Feds Set to Bring Back College Grants for Prisoners

Inmates lost access to Pell grants 20 years ago
By Rob Quinn,  Newser Staff
Posted Jul 28, 2015 5:41 AM CDT
Feds Set to Bring Back College Grants for Prisoners
An inmate uses the recreation room of one of the housing units at Sacramento County's Rio Cosumnes Correctional Center in Elk Grove, Calif.   (AP Photo/Rich Pedroncelli)

The Obama administration is planning to restore access to federal college subsidies for a huge number of Americans who have a lot of time on their hands. Congress banned inmates at the state and federal level from receiving Pell grants in 1994, but Education Secretary Arne Duncan says he'll have an "important announcement" to make when he visits a Maryland prison this week, reports Politico. The administration will be able to temporarily lift the ban without going through Congress by treating the restoration of grants as an experiment in reducing re-offending rates, reports the Wall Street Journal, which notes that prisoners received $34 million in Pell grants in 1993.
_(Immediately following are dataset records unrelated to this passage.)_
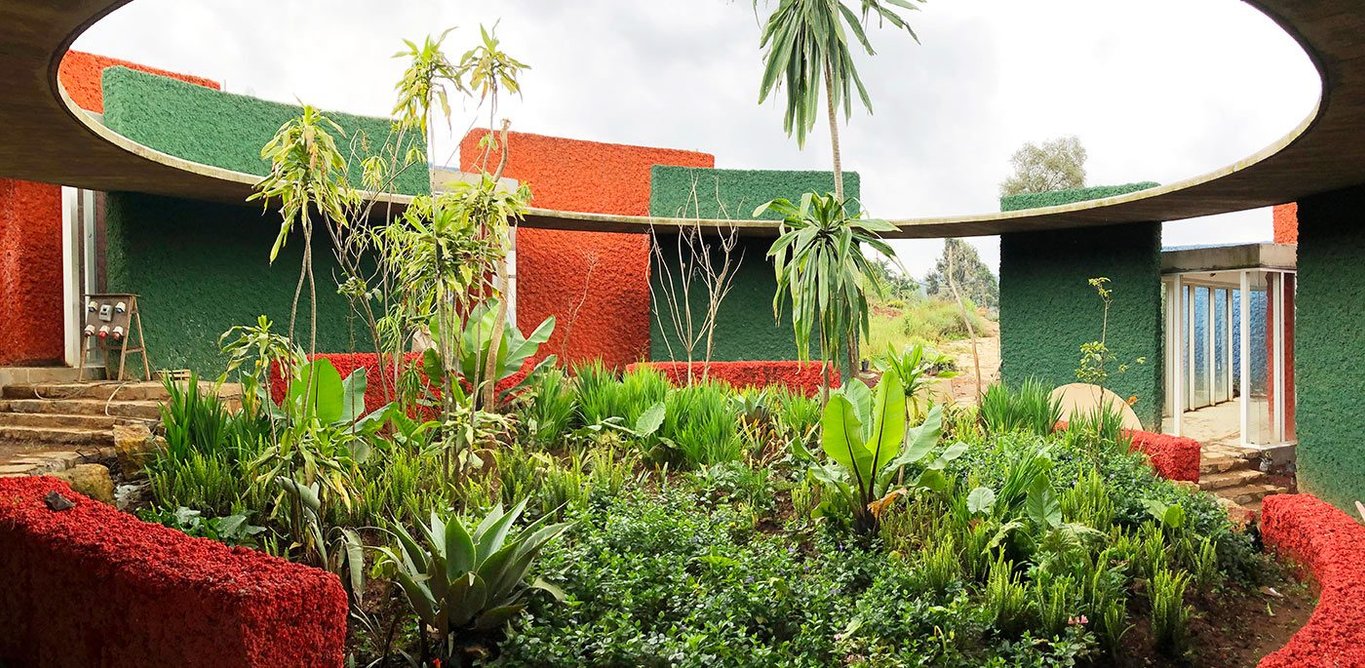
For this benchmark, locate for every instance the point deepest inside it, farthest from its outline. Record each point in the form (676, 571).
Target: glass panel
(1287, 334)
(1260, 421)
(1200, 395)
(1220, 347)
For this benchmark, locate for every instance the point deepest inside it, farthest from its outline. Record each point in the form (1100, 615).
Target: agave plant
(466, 586)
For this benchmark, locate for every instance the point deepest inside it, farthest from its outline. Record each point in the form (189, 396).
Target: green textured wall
(1049, 309)
(202, 268)
(1062, 197)
(228, 130)
(1328, 339)
(745, 328)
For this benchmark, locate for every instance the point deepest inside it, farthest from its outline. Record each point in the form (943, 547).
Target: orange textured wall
(30, 273)
(79, 74)
(30, 234)
(595, 284)
(1286, 223)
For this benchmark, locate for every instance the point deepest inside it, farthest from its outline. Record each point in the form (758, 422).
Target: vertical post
(1178, 376)
(1227, 343)
(1245, 335)
(1278, 323)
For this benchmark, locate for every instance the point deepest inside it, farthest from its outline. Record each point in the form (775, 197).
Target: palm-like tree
(807, 44)
(819, 262)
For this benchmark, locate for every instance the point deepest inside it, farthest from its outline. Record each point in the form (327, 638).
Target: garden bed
(703, 529)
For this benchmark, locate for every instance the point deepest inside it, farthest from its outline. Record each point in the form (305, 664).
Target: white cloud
(1156, 90)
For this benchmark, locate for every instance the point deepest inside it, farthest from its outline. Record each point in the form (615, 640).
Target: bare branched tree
(694, 282)
(967, 320)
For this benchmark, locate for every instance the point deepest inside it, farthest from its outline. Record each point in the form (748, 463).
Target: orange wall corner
(597, 284)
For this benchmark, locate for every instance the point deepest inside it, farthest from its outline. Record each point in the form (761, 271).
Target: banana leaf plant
(477, 344)
(464, 585)
(867, 435)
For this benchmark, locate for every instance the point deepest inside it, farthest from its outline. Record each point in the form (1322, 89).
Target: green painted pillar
(1049, 309)
(1328, 343)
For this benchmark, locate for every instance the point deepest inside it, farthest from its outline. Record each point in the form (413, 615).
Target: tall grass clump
(205, 463)
(549, 409)
(700, 426)
(1027, 409)
(595, 392)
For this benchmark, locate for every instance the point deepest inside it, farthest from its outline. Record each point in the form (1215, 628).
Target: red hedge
(799, 376)
(1171, 456)
(1331, 547)
(94, 586)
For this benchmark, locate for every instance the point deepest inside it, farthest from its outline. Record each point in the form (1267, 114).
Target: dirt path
(988, 347)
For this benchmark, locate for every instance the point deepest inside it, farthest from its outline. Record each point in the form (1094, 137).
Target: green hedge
(227, 130)
(1064, 197)
(745, 327)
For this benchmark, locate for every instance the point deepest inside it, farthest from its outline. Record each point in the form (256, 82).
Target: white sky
(1156, 90)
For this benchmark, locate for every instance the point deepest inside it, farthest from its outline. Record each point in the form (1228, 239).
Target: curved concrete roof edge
(1324, 152)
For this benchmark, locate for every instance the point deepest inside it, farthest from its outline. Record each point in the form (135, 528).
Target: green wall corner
(1073, 196)
(745, 329)
(1328, 339)
(202, 268)
(1049, 309)
(227, 130)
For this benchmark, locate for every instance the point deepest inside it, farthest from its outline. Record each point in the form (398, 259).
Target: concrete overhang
(45, 137)
(1219, 258)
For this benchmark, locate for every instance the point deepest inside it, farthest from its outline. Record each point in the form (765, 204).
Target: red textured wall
(1286, 223)
(94, 586)
(595, 284)
(79, 73)
(30, 273)
(30, 235)
(1331, 547)
(799, 376)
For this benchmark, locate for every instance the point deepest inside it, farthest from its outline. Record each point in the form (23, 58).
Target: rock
(58, 503)
(134, 447)
(89, 480)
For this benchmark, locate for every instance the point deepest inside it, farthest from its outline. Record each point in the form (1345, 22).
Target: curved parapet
(47, 137)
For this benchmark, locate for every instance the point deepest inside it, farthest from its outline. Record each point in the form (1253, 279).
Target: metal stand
(103, 318)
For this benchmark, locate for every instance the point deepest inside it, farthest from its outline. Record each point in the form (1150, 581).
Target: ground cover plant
(508, 510)
(983, 538)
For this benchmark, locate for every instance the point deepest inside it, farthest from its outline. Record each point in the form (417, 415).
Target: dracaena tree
(808, 47)
(822, 268)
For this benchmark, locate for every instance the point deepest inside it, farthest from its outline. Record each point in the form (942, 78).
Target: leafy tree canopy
(973, 279)
(1055, 164)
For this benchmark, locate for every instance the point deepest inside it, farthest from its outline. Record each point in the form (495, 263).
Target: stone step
(1231, 478)
(1226, 461)
(1246, 495)
(101, 391)
(144, 410)
(62, 421)
(63, 436)
(130, 391)
(30, 374)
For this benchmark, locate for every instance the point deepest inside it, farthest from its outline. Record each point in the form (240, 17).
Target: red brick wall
(1286, 223)
(594, 283)
(30, 235)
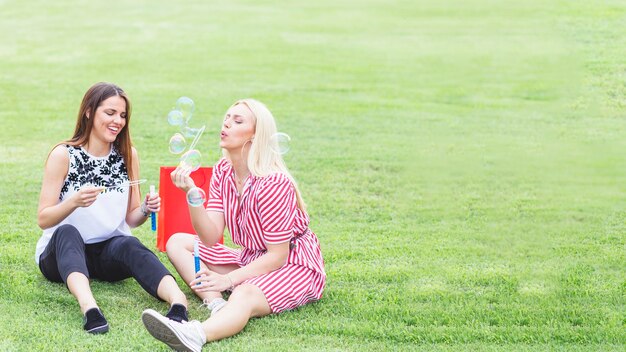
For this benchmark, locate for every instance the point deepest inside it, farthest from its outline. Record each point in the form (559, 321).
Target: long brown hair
(98, 93)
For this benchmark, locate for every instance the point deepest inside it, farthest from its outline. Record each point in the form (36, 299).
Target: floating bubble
(175, 118)
(177, 143)
(191, 159)
(186, 107)
(196, 197)
(190, 132)
(280, 143)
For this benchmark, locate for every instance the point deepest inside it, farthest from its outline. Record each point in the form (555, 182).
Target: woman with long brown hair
(88, 205)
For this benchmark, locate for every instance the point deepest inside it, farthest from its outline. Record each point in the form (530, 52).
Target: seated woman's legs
(125, 256)
(180, 252)
(247, 301)
(64, 260)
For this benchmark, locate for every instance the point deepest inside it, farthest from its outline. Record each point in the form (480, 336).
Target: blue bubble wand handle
(153, 215)
(196, 258)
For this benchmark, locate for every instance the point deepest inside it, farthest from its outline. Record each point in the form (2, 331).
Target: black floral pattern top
(88, 170)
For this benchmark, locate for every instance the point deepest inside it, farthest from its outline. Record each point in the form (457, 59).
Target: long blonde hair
(262, 160)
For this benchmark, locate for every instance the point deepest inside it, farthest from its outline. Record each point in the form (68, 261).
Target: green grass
(463, 161)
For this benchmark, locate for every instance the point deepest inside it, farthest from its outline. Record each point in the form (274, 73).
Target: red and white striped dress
(267, 213)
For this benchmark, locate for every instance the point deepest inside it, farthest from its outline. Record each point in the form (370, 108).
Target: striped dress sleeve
(215, 188)
(277, 209)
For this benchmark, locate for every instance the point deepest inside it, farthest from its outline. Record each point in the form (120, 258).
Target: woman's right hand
(86, 196)
(181, 179)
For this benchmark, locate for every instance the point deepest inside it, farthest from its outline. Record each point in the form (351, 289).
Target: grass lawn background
(463, 161)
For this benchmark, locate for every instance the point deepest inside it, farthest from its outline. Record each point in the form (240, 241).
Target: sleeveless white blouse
(106, 217)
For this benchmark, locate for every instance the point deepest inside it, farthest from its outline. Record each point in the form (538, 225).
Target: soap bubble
(177, 143)
(185, 106)
(191, 159)
(175, 118)
(196, 197)
(190, 132)
(280, 143)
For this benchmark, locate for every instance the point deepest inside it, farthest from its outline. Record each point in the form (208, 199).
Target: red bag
(174, 214)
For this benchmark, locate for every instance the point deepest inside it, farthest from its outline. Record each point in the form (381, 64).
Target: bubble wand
(152, 214)
(196, 258)
(127, 184)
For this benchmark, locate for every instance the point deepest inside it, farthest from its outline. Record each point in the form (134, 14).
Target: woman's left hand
(210, 281)
(153, 202)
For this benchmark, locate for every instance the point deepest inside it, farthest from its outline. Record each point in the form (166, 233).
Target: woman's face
(109, 120)
(238, 128)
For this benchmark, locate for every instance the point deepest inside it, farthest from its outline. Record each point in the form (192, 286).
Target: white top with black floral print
(106, 217)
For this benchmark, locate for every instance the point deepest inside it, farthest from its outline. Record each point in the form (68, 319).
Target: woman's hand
(86, 196)
(181, 179)
(152, 203)
(211, 281)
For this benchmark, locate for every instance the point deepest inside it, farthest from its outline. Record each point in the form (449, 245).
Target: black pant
(115, 259)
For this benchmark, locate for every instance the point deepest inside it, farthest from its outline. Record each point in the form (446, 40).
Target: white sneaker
(215, 305)
(187, 336)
Pell grants are worth up to $5,775 a year, which Rep. Donna Edwards, co-sponsor of a bill to permanently restore the grants to prisoners, notes is a lot less than the $40,000 or so it costs to keep an inmate behind bars for a year. "We haven't really been able to get a handle on recidivism," the Democrat tells the Journal. "We have to present some training and opportunities. These are programs that work." The prison population has doubled in the 20 years since the grants were removed, and the bill's co-sponsors say inmates who take part in education programs are 43% less likely to end up back in prison, Politico notes. (This month, President Obama became the first sitting president to visit a prison.)